Triebwerk für A320neo macht erneut Probleme

Hamburg. Ein Verkaufsschlager bereitet Airbus wieder Schwierigkeiten. Beim Mittelstreckenflugzeug A320neo soll es neue Probleme mit den Triebwerken von Pratt & Whitney geben. Von fünf an Spirit ausgelieferten Maschinen setzt die US-Billigflugline laut Branchenportal Aero derzeit mindestens drei nicht ein. Dem Bericht nach soll es Warnanzeigen über Metallspäne im Ölkreislauf des Triebwerkes geben. Auch die indische Billigfluglinie Indigo habe ähnliche Probleme und lasse ihre Piloten demnach auf maximal 30.000 Fuß (9144 Meter) fliegen – obwohl das den Treibstoffbedarf und damit die Kosten nach oben treibt.

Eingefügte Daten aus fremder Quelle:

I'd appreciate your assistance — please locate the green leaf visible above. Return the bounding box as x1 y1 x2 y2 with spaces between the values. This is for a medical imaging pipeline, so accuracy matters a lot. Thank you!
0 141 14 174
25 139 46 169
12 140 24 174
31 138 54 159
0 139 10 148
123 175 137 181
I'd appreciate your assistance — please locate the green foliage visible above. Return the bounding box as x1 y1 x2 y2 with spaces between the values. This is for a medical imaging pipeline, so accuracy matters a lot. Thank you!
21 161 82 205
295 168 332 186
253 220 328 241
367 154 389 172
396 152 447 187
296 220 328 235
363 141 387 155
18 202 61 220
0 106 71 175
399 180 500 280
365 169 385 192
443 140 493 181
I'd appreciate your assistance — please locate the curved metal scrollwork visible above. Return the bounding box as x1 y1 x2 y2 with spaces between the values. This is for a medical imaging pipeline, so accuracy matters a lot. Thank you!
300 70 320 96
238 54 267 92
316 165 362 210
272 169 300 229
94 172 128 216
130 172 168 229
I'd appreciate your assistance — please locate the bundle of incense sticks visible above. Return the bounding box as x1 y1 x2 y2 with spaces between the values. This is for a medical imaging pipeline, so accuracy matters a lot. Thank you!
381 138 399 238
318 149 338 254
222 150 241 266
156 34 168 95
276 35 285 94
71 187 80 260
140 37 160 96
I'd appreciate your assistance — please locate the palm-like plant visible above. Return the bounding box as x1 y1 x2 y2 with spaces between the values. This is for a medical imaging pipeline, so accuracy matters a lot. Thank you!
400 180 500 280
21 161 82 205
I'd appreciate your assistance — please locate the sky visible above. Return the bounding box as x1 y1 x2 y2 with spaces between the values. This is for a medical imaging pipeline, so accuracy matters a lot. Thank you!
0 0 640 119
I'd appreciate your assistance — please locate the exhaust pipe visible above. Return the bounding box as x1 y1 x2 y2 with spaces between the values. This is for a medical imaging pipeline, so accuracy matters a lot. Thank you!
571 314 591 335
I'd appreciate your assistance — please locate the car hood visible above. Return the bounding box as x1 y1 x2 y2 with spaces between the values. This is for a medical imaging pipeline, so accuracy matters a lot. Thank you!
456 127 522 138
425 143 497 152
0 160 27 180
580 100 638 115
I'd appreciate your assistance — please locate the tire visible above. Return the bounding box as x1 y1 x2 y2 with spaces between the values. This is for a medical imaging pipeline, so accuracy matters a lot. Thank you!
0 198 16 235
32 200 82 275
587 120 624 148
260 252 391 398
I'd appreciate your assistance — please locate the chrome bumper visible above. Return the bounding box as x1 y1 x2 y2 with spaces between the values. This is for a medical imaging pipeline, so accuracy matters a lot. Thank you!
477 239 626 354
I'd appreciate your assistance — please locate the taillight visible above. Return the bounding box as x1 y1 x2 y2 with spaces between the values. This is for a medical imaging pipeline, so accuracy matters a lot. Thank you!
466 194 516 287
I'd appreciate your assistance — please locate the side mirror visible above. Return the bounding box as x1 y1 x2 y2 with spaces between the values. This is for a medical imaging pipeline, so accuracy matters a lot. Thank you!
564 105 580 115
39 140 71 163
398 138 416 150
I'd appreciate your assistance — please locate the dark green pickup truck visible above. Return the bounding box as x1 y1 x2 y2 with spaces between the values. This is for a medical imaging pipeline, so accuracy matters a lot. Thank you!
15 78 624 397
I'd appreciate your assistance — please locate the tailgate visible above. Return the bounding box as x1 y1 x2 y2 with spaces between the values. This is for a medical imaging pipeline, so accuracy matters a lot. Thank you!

Den ersten A320neo sollte ursprünglich Qatar Airways Ende 2015 erhalten. Wegen Kühlungsproblemen weigerte sich die Airline aber und verzichtet bis jetzt komplett auf den Jet. Nach mehreren Verzögerungen sprang Anfang 2016 die Lufthansa als Erstabnehmer ein. Im vergangenen Jahr lieferte Airbus 68 Maschinen mit den etwa 15 Prozent sparenden Triebwerken und nach oben gebogenen Flügelspitzen aus, bis Ende März stieg die Zahl auf insgesamt 94 Jets. Etwa die Hälfte der Maschinen wird auf Finkenwerder endmontiert.